Based on posts on this thread and its predecessors, and the multiple PMs I’ve received, it’s good to see that the “make reservation with deposit, get AmEx Hilton statement Credit, cancel reservation, get refund of deposit, net $200” gambit is now well accepted here at FT.
I may be the
first who described this procedure having
serendipitously stumbled upon it during COVID restrictions when I legitimately booked a ski trip and then legitimately decided to cancel. In late 2023 I was
severely chastised and warned of
clawback and
other adverse actions.
I’ve now done this once or twice a year for 4-5 years, across multiple different variations of the credit, mostly on my same 7 year old Aspire card. I’ve never experienced clawback or any other discernable adverse action (unless termination of my 14-16 approved NLL offers is considered “adverse”).

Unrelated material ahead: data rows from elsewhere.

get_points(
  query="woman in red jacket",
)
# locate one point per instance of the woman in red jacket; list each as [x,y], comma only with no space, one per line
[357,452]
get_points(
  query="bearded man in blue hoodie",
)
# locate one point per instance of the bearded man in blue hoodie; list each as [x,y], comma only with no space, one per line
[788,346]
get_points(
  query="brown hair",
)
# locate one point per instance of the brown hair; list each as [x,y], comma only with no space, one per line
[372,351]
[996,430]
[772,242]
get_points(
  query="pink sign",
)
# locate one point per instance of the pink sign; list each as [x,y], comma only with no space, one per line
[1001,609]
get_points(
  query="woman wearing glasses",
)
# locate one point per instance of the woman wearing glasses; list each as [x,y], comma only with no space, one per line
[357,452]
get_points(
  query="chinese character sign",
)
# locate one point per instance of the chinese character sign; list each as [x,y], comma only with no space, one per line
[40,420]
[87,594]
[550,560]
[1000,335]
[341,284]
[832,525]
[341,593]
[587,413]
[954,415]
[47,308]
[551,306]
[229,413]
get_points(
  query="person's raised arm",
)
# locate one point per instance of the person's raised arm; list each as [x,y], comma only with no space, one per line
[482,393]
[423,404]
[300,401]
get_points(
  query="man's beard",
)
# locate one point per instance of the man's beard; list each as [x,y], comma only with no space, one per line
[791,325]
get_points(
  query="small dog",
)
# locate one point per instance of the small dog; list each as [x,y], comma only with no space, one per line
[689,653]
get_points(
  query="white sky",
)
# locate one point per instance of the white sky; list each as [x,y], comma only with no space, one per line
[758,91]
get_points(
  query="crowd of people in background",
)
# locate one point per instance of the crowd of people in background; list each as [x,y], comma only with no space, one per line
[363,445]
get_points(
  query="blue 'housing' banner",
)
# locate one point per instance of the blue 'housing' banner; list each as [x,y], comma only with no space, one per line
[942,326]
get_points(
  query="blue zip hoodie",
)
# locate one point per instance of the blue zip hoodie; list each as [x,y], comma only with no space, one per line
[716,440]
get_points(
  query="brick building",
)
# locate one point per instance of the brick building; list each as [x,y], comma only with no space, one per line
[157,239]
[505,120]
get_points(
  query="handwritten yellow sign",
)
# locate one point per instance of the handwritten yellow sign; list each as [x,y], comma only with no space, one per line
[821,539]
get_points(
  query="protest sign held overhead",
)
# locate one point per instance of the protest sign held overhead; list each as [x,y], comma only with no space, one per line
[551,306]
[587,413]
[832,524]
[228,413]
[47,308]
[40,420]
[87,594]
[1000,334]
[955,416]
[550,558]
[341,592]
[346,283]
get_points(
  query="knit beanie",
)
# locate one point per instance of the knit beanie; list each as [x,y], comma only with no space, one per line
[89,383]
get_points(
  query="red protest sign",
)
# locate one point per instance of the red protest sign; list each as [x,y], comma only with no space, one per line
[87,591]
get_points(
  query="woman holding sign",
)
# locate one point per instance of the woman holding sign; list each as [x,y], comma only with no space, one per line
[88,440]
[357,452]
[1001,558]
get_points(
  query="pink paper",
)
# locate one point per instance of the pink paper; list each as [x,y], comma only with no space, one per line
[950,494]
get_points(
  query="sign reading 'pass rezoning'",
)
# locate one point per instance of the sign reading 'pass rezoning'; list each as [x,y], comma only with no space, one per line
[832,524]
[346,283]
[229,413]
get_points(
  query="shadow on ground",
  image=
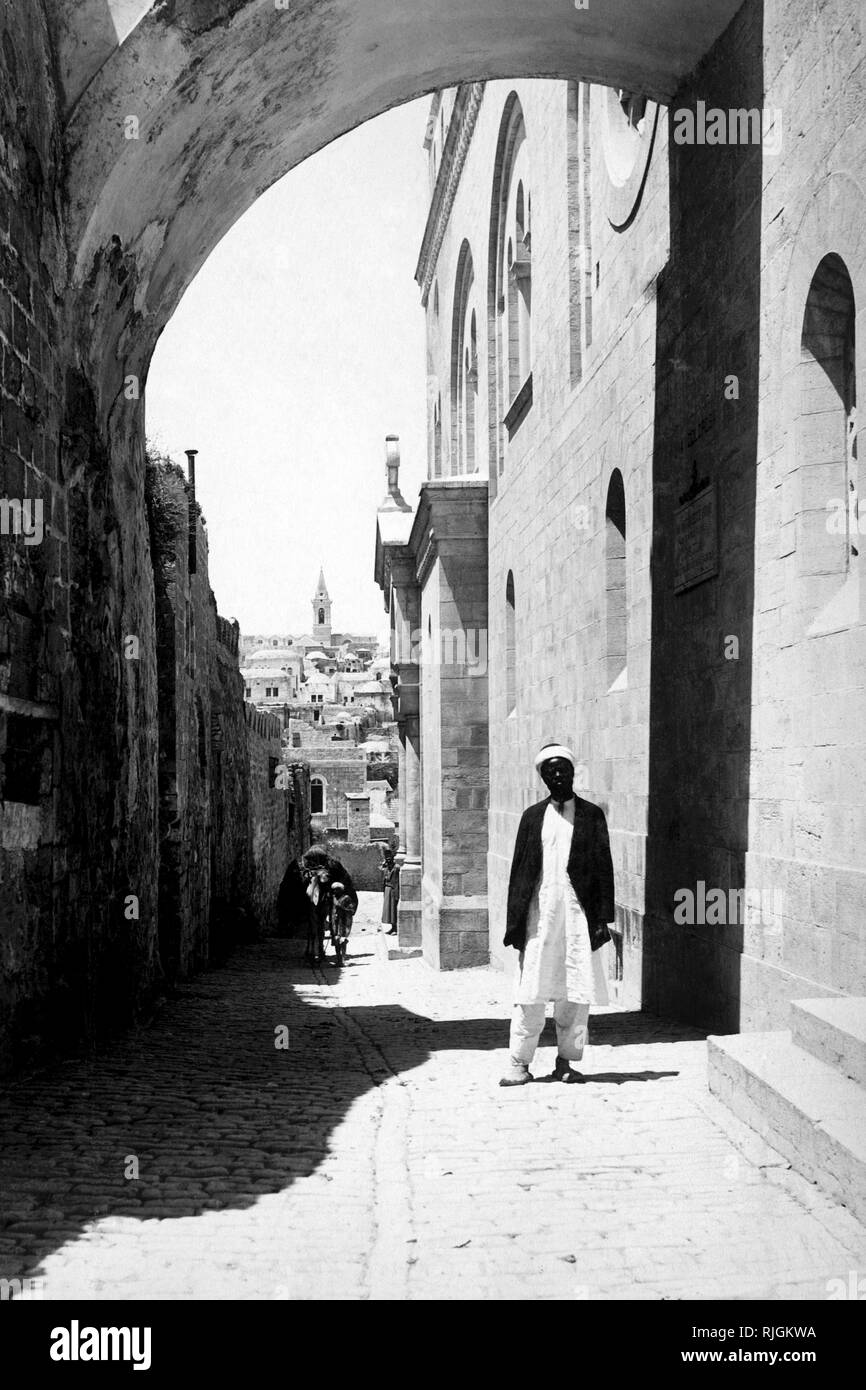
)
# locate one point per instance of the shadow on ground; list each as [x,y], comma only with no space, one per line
[206,1108]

Few lessons learned along the way:
- I always book a resort hotel at which I’ve stayed several times and will likely (award) stay again (plausible deniability).
- I time the reservation & credit & cancellation refund for a statement on which I have other activity on my mostly sock-drawered Aspire card, including my once or twice annual actual Hilton stay (plausible deniability).
- Initially I tried to time it so that the statement credit and hotel refund would be on different statements by cancelling the reservation a few weeks after the statement credit posted. I no longer do that, in fact I try to have it all appear on the same statement (paperwork reduction). Nowadays I cancel the reservation a day or 2 after the statement credit posts.
- Occasionally the Hilton refund is not automatically processed upon cancellation. If I don’t see the refund within 7-10 days I call the hotel (not central reservations).
- Some Hilton deposits post 1-2 full business days after making the reservation, unlike a UA TB charge which posts instantaneously.